CORNELIUS PSZENICZNE
Dla mnie klasyka gatunku – wychowałem się na pszenicznym z Brovarii (może nic wielkiego, ale zawsze piwo lane prosto z kadzi to ciekawe przeżycie. Tym bardziej gdy cała instalacja znajduje się wewnątrz browaru, będącego jednocześnie restauracją i najlepszym barem w mieście). Ta pszenica jest delikatna, z typowym aromatem dojrzałych bananów, cytrusów i moreli w tle. Jest orzeźwiające, pije się lekko i przyjemnie.

MIŁOSŁAW PSZENICZNE
Ciemne piwo pszeniczne! A browar Fortuna jest jedynym w Polsce, który samodzielnie praży ciemny słód. Piwo zatem wyjątkowe, nie tylko historią, ale też smakiem. Głębokie, karmelowo-słodkawe, ale i z wyraźną goryczą. Co najmniej ciekawe i warte spróbowania.

CORNELIUS PORTER
Bardzo mroczny trunek – ciemny w barwie, nadzwyczaj mocny (8,1%), bardzo intensywny o aromatach czekolady i wyraźnej goryczy. Nie jest to rzecz, za którą przepadam, ale jego wygląd w szklance był urzekający. Do gorzkiego deseru pasowałby idealnie!

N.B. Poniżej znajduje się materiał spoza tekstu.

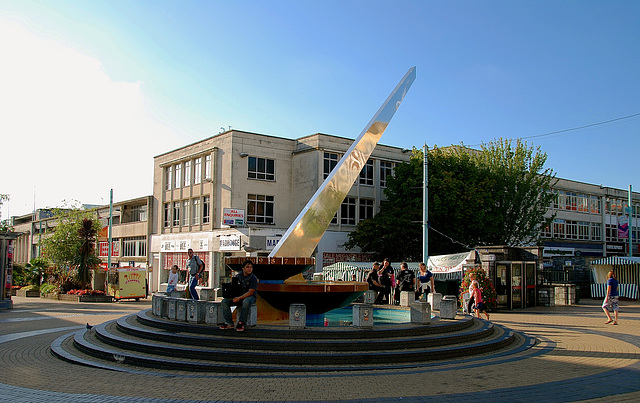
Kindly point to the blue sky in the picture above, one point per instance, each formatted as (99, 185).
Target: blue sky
(90, 91)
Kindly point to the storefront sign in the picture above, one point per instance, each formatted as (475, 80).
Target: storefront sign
(272, 241)
(232, 216)
(231, 242)
(558, 251)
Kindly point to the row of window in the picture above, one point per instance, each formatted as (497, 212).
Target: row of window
(187, 173)
(366, 174)
(130, 247)
(187, 212)
(572, 201)
(567, 229)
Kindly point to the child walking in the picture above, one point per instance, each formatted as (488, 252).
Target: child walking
(173, 280)
(479, 305)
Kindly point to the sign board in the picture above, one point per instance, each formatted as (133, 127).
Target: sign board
(272, 241)
(231, 242)
(232, 216)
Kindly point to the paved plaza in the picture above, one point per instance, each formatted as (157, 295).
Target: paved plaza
(577, 358)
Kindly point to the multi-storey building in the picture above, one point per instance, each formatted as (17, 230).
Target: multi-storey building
(236, 193)
(130, 233)
(263, 181)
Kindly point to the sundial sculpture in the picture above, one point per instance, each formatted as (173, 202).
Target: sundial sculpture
(281, 282)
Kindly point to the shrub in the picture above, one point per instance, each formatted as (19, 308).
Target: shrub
(489, 294)
(48, 288)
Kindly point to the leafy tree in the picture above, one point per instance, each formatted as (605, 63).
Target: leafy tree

Starczy Moi Drodzy! Wrócimy niebawem do wina, ale w ramach wytchnienia ten mały, piwny temat wart był kilu słów. Przyjemnie jest poznać coś nowego, zanurzyć w świat nieznany, a ciekawy i pełen niespodzianek. Cóż – marzy mi się w odległej przyszłości pewien egzamin, nadzwyczaj trudny i niemal nieosiągalny, który i piw znajomości wymaga. Zatem dobry był to zaczątek – mam nadzieję, że zarówno dla mnie, jak i dla Was!

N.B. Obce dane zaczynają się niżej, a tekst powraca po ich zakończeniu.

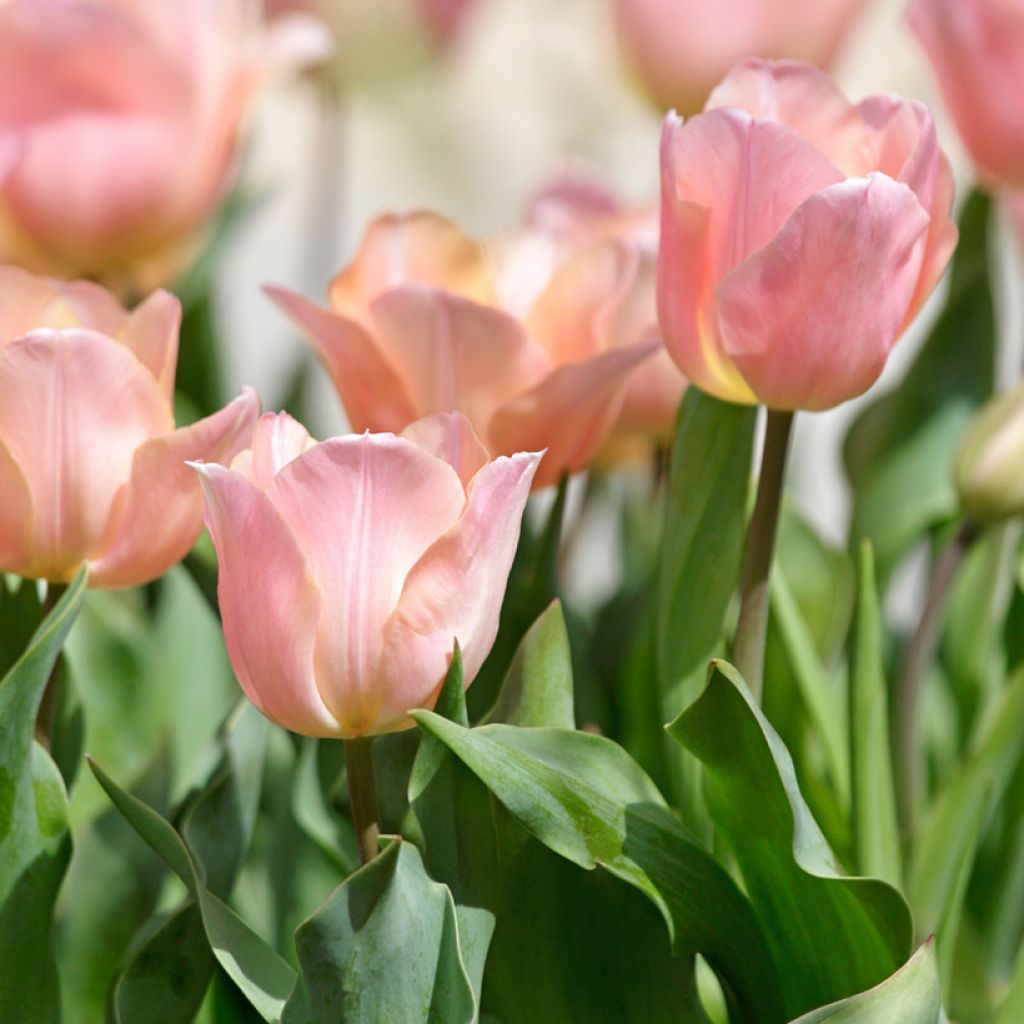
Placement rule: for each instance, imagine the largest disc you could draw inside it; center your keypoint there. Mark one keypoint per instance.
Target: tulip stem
(46, 717)
(363, 796)
(749, 643)
(920, 655)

7 myśli w temacie “Nie samym winem żyje człowiek #1”

  1. Zaiste, piwa były fenomenalne! Mnie osobiście urzekło jagodowe – Cerna Hora o ile pamięć mnie nie myli – świetne połączenie goryczki z aromatem leśnych owoców:)

    Polubienie

  2. Ja w ogóle jestem w szoku, że mi piwo smakowało jakiekolwiek poza pszenicą z Brovarii :p Swoją drogą, to ktoś mógłby na jedno ze spotkań przygotować taką konkretną degustację i prezentację najróżniejszych piw – sommeliersko przydatny temat!

    Polubienie

  3. To prawda, że fortuny są świetne, ale czy nie jest tak, że piwo wiśniowe czy grejpfrutowe ma z piwem wspólnego tyle co niebieskie wino z winem?

    Polubienie

    1. Wiśniowa Fortuna jest akurat zupełnie normalnym piwem jasnym, pełnym z dodatkiem soku wiśniowego, o standardowej zawartości alk. na poziomie 5%. Cornelius grapefruitowy to natomiast pszenica w najlepszym polskim wydaniu, również z dodatkiem naturalnego soku. Zatem to chyba jednak piwa pełną gębą 🙂

      Polubienie

  4. No właśnie piwo z dodatkiem soku:) Czy gdyby na półce stało wino z dodatkiem soku to dalej byłoby pełnoprawne wino?
    Wiem, że się czepiam, lubię fortunę wiśniową i wszelkie np. miodowe piwa, ale ciekawe co na to piwosze?

    Polubienie

  5. Jedno ze spotkań klubu będzie na temat piwa (od sommelierskiej strony), poprowadzi je Tomek albo ja, ale on teraz jest wcześniej w „kolejce”, więc zapewne padnie na niego 🙂
    A na kolejne nasze spotkanie również przywiozę kilka perełek… Popróbujemy sobie wieczorową porą.

    Polubienie

Możliwość komentowania jest wyłączona.